Essayiste, romancier et poète, Unamuno est l'un des plus grands penseurs espagnols du XXe siècle. Dans la lignée de Pascal et de Kierkegaard, il tente de trouver un remède au «sentiment tragique de la vie» dans un mysticisme individualiste, aussi éloigné du rationalisme scientifique que du christianisme dogmatique.

VIE

Recteur de l'université de Salamanque, Unamuno est destitué à plusieurs reprises pour son opposition aux régimes de dictature. Penseur libéral et individualiste, il militera pour que l'Espagne s'ouvre aux idées extérieures et «s'européanise».

L'étudiant et le professeur
1864: Naissance à Bilbao, dans le pays basque espagnol.
1880-1884: Études de philosophie et lettres à Madrid. Il perd la foi. Doctorat en philosophie en 1884.
1884-1891: Retour à Bilbao. Enseignement secondaire et collaboration à des revues socialistes.
1891: Professeur de Grec à l'université de Salamanque. Publie ses premiers écrits.

Le recteur et l'opposant politique
1901: Unamuno est nommé recteur de l'université de Salamanque. Il est destitué en 1914 pour avoir pris le parti des Alliés.
1924: Il est révoqué de sa chaire pour son opposition au dictateur Primo de Rivera et est déporté aux Canaries. Il s'échappe et va vivre en France.
1930: Chute de Primo de Rivera. Unamuno rentre en Espagne.
1931: Début de la République. Il est élu député et redevient recteur.
1936: Ayant critiqué le franquisme, Unamuno est de nouveau destitué. Il meurt deux mois plus tard.

OEUVRES

Comme les existentialistes, Unamuno place au centre de ses préoccupations «l'homme en chair et os» face à l'absurdité de la mort. Esprit tourmenté, il rejette la raison et les systèmes. Sa pensée s'exprime de préférence sous forme d'essais ou de romans.
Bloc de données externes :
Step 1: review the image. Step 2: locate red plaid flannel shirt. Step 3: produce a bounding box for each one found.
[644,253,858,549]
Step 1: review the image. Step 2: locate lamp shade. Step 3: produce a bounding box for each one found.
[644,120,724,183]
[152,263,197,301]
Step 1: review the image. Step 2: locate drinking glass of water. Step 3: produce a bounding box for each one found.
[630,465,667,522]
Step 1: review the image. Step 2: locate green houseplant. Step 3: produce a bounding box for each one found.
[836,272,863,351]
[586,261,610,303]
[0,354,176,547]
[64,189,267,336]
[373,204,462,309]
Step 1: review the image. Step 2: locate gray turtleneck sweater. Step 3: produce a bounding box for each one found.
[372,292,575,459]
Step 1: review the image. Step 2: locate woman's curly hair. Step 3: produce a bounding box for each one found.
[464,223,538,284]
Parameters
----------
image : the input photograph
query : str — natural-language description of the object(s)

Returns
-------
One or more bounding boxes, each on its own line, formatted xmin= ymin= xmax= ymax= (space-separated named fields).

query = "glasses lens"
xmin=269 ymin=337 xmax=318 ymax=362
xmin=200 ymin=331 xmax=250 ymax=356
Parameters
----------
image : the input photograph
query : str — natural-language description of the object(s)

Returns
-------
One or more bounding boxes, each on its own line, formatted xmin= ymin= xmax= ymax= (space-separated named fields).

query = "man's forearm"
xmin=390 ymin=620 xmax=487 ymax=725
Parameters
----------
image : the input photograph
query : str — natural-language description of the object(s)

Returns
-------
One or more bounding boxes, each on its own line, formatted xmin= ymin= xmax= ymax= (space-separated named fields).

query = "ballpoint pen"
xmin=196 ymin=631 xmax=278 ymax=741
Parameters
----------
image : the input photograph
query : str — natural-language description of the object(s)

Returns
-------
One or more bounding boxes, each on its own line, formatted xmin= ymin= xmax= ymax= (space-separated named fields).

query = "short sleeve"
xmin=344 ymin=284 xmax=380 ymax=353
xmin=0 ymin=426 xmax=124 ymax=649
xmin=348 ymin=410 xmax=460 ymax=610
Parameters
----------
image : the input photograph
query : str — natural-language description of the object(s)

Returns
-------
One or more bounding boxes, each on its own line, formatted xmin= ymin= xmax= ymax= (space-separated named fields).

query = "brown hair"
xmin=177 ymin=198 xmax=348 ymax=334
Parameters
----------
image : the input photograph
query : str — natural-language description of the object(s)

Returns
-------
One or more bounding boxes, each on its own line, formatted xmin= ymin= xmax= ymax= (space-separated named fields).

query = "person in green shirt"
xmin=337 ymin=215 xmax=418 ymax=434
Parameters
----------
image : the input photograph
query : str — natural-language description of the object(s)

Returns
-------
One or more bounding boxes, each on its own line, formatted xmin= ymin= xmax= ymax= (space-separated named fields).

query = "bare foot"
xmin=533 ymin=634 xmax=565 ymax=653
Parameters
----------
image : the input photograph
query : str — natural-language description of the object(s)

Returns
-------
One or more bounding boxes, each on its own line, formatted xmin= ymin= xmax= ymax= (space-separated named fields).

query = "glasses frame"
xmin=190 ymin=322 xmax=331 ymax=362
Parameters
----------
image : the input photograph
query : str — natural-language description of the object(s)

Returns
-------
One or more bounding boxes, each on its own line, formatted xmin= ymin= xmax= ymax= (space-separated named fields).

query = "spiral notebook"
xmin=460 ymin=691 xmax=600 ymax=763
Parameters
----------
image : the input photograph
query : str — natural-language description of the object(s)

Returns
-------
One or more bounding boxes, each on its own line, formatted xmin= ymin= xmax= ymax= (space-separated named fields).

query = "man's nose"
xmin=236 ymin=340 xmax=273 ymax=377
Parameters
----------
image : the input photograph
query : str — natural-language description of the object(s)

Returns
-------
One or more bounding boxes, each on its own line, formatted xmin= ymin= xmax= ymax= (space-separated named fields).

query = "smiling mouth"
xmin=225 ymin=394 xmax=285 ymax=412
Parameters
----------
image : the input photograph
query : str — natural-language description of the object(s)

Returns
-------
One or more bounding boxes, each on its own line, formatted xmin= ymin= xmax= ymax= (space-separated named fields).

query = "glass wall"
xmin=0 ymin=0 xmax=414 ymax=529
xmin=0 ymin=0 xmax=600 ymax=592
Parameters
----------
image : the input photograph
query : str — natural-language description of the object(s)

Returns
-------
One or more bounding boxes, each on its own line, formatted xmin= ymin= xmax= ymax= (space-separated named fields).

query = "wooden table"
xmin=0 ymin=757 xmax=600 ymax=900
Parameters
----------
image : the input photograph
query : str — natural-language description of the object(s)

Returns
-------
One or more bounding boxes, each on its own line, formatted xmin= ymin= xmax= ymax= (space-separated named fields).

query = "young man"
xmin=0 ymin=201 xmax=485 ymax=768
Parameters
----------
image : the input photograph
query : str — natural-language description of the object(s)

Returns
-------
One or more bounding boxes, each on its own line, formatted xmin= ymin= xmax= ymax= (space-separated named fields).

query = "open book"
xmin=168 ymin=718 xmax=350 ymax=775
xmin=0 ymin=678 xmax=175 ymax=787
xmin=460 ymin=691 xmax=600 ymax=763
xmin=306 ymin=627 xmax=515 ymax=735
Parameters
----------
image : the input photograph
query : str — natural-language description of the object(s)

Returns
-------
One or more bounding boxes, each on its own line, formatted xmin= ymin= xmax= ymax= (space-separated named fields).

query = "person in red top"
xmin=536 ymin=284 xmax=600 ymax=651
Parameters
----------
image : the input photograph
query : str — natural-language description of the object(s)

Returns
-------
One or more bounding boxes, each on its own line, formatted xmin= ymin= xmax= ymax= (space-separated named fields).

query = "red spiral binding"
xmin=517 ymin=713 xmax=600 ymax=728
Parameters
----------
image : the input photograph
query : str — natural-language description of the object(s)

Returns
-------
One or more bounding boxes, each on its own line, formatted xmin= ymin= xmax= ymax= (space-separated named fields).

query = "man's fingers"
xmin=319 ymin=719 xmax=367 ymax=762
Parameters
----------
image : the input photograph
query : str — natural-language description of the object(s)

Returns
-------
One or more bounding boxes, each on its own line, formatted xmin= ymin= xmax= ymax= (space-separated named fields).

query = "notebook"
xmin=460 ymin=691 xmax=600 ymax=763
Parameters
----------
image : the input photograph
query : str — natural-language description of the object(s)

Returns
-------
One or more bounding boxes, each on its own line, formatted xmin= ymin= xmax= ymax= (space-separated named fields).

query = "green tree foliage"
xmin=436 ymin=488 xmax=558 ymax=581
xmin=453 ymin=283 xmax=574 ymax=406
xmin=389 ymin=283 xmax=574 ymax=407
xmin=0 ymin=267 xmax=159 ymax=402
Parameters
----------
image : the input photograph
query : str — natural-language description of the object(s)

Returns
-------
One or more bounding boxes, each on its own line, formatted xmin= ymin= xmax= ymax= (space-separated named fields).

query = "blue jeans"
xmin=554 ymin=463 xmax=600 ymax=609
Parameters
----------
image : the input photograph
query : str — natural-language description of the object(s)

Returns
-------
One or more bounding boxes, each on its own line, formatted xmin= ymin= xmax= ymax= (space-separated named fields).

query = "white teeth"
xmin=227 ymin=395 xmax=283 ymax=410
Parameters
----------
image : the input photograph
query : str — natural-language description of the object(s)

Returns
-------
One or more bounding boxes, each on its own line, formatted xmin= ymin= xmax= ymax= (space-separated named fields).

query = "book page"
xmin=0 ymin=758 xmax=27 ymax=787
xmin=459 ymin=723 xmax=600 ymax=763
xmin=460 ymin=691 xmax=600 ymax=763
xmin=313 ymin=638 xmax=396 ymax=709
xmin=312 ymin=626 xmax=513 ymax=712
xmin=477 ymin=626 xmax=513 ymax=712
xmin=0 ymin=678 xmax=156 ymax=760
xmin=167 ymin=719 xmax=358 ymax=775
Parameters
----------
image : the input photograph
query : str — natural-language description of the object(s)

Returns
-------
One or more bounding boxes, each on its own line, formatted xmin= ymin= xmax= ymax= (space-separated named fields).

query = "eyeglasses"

L'Essence de l'Espagne (1895)
Premier ouvrage d'Unamuno. Pour le philosophe, l'Essence de l'Espagne ne réside pas dans un catholicisme orthodoxe et scolastique, mais dans le mysticisme et l'humanisme individualiste tels qu'ils s'expriment dans les oeuvres de sainte Thérèse d'Avila ou de Cervantès.

La Vie de Don Quichotte et Sancho Pança (1905)
Unamuno fait de Don Quichotte le symbole du combat spirituel qu'il mène. Plutôt que de voir le héros de Cervantès comme un fou, il en fait un idéaliste qui lutte contre les morales utilitaires, un héros qui tente de transcender le nihilisme dans le dépassement de soi..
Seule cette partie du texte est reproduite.